Watching “The Golden Girls” became a ritual for me on Saturday nights. I’d look forward to the weekly antics of Dorothy Zbornak (Bea Arthur), Blanche Devereaux (Rue McClanahan), Rose Nylund (Betty White) and Sophia Petrillo (Estelle Getty). Each episode, these feisty femmes would gather around their kitchen table to tackle some tribulation in one or more of the women’s lives. With humor, the foursome dealt with significant and continuously relevant issues such as family relationships, elder care, sexuality, AIDS, immigration and death.
The loveable Betty White, at age 92, is the only “Golden Girls” cast member still living. In a 2012 interview with People Magazine she’s quoted as saying, “…I’m active all the time. I think that forces you to stay well.”
Perhaps activity – both mental and physical – is the key to longevity. I delight when I see a 30-second spot on TV that features an older couple holding hands, dancing, laughing with silver-haired friends or playing on the floor with their grandchildren. It reminds me the best is yet to come—that my golden years also could be marked with adventure, joy and love.

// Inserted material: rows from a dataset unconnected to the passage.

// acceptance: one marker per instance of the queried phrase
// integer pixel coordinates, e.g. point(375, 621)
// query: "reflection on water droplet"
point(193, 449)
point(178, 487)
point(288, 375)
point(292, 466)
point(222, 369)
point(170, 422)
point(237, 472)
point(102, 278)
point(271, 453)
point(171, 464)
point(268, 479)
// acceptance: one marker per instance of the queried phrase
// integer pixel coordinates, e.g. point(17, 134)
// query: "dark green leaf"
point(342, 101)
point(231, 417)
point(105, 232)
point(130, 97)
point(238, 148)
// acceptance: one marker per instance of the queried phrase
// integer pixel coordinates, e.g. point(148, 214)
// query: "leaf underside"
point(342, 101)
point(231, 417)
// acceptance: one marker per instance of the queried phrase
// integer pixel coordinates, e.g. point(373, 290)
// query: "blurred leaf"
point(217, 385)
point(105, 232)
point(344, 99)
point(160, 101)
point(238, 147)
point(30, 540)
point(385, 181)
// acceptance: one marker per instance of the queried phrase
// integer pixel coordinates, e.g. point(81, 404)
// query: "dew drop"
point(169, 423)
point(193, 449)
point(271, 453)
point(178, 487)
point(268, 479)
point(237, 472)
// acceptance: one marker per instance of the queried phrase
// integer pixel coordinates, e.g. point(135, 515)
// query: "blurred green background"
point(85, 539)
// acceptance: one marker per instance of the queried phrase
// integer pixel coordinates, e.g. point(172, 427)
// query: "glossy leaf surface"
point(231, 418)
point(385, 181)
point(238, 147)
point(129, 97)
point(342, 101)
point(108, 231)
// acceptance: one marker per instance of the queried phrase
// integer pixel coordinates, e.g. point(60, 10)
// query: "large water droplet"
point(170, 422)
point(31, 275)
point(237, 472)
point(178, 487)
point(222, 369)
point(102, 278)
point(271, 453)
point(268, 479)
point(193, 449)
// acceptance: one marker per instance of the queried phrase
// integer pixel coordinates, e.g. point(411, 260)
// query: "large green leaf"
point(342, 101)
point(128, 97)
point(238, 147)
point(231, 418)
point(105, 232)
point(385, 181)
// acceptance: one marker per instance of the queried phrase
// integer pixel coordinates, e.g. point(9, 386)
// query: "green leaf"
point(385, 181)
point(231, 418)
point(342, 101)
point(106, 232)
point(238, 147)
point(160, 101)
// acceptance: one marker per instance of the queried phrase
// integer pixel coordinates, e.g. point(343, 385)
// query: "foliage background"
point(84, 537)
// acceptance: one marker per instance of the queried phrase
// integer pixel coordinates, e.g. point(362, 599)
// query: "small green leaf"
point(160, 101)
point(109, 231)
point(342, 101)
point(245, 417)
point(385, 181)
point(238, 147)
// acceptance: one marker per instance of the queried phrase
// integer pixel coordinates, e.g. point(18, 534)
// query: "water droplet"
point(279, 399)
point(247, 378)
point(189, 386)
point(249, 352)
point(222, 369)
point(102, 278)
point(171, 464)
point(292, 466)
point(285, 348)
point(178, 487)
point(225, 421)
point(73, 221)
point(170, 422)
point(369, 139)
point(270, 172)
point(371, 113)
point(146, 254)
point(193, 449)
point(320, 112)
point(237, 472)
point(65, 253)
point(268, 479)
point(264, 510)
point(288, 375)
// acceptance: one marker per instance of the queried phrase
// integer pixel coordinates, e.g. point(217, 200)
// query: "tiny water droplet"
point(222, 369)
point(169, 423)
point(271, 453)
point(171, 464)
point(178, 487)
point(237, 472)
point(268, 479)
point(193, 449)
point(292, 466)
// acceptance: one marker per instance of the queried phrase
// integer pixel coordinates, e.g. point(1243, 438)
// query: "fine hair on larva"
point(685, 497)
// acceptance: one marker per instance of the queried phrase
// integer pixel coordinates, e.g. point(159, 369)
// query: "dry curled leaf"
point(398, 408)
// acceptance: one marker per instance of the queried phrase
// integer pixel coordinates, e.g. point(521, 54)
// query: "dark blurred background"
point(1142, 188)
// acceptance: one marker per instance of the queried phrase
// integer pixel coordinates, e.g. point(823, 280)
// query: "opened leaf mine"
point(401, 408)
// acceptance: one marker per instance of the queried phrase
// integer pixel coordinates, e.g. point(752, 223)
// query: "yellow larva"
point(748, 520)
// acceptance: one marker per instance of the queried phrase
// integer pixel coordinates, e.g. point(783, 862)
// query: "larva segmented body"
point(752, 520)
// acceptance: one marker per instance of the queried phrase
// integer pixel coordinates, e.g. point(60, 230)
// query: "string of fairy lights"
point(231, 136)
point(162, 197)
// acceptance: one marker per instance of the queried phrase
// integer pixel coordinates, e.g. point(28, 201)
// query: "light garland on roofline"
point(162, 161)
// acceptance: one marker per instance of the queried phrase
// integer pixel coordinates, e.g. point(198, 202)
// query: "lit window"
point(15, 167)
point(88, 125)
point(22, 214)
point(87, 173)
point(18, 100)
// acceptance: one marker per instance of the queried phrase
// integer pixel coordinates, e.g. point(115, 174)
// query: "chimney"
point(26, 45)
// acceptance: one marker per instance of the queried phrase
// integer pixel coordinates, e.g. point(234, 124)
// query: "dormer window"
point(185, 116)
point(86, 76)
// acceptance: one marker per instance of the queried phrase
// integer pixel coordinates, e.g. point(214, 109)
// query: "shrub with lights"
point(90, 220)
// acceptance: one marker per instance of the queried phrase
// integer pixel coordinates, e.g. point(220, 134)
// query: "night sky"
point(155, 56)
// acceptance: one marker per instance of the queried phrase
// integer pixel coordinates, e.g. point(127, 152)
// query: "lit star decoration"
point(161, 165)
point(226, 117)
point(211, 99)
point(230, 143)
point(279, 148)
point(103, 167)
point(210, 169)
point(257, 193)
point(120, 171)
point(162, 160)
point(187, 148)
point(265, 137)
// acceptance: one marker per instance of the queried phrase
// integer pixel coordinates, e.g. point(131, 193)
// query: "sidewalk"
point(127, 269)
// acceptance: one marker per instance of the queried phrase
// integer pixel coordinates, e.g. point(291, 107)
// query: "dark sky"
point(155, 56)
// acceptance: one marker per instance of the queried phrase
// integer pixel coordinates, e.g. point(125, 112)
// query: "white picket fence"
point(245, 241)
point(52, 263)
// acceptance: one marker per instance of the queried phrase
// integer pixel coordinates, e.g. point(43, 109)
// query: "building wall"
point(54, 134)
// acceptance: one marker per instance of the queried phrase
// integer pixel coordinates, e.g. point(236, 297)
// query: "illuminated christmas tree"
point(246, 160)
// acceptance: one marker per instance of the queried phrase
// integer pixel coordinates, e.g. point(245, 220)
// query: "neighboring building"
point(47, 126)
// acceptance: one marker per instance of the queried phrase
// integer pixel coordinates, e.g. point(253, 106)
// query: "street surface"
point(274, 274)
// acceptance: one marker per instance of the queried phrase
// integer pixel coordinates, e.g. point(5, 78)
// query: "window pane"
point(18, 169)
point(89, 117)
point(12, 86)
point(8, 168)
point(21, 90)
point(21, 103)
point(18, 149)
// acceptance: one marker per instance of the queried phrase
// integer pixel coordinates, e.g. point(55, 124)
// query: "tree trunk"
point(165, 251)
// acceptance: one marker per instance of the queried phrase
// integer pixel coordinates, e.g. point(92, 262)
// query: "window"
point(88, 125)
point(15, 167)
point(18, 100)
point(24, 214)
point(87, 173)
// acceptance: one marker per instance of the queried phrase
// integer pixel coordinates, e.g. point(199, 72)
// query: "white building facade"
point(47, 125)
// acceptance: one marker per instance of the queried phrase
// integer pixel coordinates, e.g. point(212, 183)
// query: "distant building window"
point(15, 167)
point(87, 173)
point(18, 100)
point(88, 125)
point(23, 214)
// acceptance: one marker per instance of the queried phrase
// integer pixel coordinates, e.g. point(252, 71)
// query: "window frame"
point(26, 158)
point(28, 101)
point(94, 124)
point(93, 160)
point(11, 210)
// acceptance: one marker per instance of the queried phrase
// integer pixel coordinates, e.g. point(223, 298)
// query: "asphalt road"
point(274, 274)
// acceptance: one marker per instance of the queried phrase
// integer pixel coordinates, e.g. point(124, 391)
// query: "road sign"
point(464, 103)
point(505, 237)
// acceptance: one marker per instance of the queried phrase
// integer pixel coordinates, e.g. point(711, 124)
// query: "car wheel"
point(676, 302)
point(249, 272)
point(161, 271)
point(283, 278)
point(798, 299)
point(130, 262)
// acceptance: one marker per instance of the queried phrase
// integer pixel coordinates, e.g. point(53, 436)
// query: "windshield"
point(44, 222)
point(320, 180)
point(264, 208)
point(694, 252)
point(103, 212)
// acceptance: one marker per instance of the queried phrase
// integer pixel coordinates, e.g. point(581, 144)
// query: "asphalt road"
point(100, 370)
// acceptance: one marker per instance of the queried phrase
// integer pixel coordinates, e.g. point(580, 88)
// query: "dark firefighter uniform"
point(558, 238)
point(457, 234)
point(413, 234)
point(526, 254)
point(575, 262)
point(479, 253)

I am decades older than my miscalculated, projected lifespan, and I view aging as a privilege. (The other alternative—the untimely demise—doesn’t sound nearly as attractive!) Today I can scoff at our youth-obsessed culture. At present, I have a bit of grey around my temples, noticeable laugh lines when I grin and some delicate crow’s-feet around my eyes, and gravity has begun to disturb the skin along my jawline. But middle age is not something I dread. It means I have acquired a great deal of wisdom thanks, in part, to my chronological age and my life experiences thus far. Aging is not a malady; it is simply a normal and natural part of human growth and development and should be treated as such. The prime of life is right where I am, whether my age is 45, 65 or 95.
The fountain of youth is far deeper than I originally thought, and growing old gracefully simply means being my authentic self regardless of the number of birthday candles that adorn my cake this year. When I look in the mirror, I may not recognize the girl I once was, but I love the woman I’ve become.